2.5 Asset-liability structure analysis

The efficiency, liquidity and security of the above analysis are only the evaluation of the current system, and we can understand the current operating state of the bank through the evaluation. If the state is good, what is the best? If the state is not good, where is it bad and how to improve it? This requires optimizing the asset-liability structure of commercial banks.

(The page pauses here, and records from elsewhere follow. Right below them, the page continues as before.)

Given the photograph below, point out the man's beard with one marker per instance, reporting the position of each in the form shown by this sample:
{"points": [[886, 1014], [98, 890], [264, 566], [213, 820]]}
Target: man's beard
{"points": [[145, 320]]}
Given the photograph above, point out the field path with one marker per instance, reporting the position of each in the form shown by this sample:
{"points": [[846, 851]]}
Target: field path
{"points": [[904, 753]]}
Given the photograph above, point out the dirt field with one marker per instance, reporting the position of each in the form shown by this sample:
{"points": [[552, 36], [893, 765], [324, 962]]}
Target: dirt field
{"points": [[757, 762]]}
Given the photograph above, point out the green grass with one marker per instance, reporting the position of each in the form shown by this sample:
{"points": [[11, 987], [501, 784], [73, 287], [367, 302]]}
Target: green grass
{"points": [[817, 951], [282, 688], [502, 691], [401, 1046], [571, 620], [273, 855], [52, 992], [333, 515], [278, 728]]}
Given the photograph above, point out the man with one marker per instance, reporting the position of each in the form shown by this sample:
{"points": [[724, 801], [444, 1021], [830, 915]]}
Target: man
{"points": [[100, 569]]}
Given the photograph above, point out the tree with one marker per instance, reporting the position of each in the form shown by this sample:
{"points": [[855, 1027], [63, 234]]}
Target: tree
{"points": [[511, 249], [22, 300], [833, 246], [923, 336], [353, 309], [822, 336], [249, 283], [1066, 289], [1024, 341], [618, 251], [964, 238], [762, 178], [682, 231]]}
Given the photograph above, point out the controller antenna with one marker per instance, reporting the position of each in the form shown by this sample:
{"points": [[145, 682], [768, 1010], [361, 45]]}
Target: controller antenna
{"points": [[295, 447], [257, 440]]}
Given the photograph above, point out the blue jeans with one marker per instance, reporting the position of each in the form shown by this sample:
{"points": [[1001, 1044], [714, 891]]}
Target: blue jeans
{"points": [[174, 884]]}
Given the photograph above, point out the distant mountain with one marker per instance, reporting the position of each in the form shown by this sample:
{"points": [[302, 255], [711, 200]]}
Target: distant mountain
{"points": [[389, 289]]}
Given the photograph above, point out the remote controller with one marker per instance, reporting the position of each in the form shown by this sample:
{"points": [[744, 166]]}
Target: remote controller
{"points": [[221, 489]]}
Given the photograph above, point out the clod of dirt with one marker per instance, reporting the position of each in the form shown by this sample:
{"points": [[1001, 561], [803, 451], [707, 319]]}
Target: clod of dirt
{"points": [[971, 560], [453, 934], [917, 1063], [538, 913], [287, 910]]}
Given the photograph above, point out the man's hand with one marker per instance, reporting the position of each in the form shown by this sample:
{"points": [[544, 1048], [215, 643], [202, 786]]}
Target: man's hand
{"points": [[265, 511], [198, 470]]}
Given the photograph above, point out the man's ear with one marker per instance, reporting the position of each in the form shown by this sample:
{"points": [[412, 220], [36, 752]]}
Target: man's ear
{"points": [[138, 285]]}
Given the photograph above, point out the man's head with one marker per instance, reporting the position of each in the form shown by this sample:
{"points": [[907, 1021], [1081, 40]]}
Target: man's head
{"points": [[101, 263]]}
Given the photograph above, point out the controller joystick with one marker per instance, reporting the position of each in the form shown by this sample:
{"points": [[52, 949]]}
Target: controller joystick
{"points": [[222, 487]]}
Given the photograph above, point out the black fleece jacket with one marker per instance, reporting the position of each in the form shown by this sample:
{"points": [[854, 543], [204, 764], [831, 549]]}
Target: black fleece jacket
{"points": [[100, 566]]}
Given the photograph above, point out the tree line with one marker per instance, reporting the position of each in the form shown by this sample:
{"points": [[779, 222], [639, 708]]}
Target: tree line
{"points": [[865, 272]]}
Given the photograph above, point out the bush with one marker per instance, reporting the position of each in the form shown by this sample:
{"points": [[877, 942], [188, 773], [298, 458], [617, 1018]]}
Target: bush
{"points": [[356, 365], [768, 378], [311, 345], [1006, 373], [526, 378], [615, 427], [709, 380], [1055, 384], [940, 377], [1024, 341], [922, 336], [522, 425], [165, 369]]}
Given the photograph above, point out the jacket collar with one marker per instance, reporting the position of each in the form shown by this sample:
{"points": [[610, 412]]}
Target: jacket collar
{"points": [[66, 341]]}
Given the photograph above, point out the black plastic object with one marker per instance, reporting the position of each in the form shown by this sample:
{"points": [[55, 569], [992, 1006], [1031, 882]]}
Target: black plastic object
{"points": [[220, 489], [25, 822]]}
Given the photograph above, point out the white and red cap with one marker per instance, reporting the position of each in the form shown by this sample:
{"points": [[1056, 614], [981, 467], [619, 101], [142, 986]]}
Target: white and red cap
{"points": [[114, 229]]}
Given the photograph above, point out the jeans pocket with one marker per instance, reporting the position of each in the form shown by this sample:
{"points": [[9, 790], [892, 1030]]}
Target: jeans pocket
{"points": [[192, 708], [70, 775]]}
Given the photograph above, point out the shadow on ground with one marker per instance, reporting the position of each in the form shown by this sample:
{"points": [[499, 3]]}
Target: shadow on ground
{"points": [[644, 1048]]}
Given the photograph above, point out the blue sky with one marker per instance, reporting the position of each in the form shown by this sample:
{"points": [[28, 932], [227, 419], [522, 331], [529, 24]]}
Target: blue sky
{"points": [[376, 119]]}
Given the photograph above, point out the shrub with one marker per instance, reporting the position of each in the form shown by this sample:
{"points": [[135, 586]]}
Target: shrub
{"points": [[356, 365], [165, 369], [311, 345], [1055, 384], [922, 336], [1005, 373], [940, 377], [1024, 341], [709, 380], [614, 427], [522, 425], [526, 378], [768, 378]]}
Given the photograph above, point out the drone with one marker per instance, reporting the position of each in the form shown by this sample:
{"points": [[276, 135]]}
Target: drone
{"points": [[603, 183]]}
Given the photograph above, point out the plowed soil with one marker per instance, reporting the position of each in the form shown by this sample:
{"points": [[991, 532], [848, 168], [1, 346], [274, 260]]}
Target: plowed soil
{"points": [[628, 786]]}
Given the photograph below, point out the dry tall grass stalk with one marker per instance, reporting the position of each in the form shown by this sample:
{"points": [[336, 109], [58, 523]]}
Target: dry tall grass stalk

In order to achieve the three goals of efficiency, safety and liquidity optimization, an asset-liability structure optimization model can be established by reconfiguring its assets and liabilities. However, considering that efficiency, security and liquidity are three contradictory and conflicting objectives in bank operation, it is impossible and unrealistic to ensure that the three objectives are optimized at the same time. By establishing the mathematical model of multi-objective programming, the approximate optimal solution is found in the set of non-inferior solutions, and the optimal allocation scheme of assets and liabilities is given, which provides a reliable basis for the managers of commercial banks to make decisions.